The invention discloses a diode contact protection compound switch, which is a switch with current zero crossing on/off, and realizes the arc extinction of the switch by zero technology such as a diode. This allows the switch to have smaller volumes, more intelligent protection functions and remote control functions, enabling truly intelligent switching, which would be a revolution in ac power switches.

The present application is not limited to the above-described preferred embodiments, and any person who can obtain other various products and methods according to the present application, however, any change in shape or structure of the products and methods is within the scope of the present application, and all the products and methods having the same or similar technical solutions to the present application are included.

Claims (4)

1. A zero-phase switch with fault protection diode, comprising: the main relay contact protection circuit is formed by connecting an insurance tube F, an auxiliary relay contact KD and two diodes D1 and D2 in series, and two ends of the main relay contact protection circuit are connected with a main relay contact K in parallel; the main relay contact detection circuit is formed by connecting an input end of an optocoupler OP with a diode D3 in series, wherein two ends of the optocoupler OP are connected with two ends of a D1 and a D2 in parallel, and an output end of the optocoupler OP is connected to the relay control circuit; the zero-phase switch with fault protection such as a diode is controlled by the following steps:

Step 1) relay closing process: when the voltage changes to the positive half cycle, if the optocoupler does not output, the small relay contacts are not closed or the diodes are short-circuited, and the control circuit should immediately send out a large relay opening instruction; if the optocoupler is output within the preset closing time period of the large relay, the large relay is not closed, the control circuit opens the small relay in the next negative half cycle of the current, and a fault alarm is sent out;

Step 2) relay opening process: the small relay is closed before the large relay is opened, the large relay is opened in the positive half cycle of the current, and if the optocoupler does not output within the preset opening period of the large relay contact, the relay control circuit stops executing the control instruction of the next step and gives an alarm.

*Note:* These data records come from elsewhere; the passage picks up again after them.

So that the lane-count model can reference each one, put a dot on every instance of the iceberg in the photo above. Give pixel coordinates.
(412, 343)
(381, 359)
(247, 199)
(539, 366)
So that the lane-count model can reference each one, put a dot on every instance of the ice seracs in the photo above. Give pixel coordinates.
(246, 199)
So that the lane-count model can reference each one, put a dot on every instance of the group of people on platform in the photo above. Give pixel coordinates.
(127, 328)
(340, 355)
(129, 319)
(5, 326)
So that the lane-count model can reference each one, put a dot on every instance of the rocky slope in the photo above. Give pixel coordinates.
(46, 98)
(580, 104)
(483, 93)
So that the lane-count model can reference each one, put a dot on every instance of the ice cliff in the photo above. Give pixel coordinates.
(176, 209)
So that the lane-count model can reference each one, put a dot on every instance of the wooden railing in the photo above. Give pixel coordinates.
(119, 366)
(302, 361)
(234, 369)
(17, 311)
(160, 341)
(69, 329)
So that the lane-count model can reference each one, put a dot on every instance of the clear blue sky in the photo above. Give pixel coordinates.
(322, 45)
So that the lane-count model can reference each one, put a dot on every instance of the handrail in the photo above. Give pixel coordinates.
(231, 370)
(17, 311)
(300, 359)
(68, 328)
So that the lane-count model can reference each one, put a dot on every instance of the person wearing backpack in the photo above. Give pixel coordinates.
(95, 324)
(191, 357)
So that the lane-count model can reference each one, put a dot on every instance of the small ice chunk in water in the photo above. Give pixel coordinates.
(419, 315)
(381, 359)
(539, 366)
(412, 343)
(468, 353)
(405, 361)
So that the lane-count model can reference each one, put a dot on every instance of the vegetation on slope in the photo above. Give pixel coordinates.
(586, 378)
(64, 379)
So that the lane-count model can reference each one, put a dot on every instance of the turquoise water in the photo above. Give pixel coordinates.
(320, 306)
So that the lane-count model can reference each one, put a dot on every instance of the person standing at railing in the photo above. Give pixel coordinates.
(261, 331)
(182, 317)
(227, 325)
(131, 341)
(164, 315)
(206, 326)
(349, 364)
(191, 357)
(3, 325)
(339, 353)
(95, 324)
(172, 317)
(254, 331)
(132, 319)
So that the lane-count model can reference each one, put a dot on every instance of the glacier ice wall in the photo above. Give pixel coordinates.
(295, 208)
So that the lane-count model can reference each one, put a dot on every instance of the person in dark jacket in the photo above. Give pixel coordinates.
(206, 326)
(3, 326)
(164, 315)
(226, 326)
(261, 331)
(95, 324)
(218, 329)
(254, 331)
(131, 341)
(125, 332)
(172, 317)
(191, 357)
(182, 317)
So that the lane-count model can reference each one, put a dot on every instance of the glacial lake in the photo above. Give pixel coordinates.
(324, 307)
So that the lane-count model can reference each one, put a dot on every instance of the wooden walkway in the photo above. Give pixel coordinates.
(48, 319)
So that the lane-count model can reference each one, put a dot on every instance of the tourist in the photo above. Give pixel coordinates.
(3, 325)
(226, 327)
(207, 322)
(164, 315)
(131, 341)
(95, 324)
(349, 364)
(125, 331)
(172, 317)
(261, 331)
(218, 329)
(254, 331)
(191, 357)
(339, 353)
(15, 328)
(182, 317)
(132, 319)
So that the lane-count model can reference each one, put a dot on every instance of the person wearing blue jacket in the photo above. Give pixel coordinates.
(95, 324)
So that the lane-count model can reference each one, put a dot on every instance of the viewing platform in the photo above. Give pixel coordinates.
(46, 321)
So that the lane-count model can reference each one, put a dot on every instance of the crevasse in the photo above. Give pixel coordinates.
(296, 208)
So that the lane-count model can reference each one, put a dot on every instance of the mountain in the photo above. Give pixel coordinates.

2. The zero-phase switch with fault protection diode and the like according to claim 1, wherein the main relay contact protection circuit is formed by connecting more than 2 diodes in series with auxiliary relay contacts.

3. A zero-phase switch such as a diode with fault protection as claimed in claim 2, wherein the auxiliary relay contact branch is connected in series with a fuse F, the rated current of which is 1/5-1/100 of the rated current of the main relay contact operation.

4. A zero-phase switch such as a diode with fault protection as claimed in claim 3 wherein the power input of the relay control circuit is connected to the lower end of the auxiliary relay contact branch series fuse and the relay control circuit is not powered when the fuse is blown.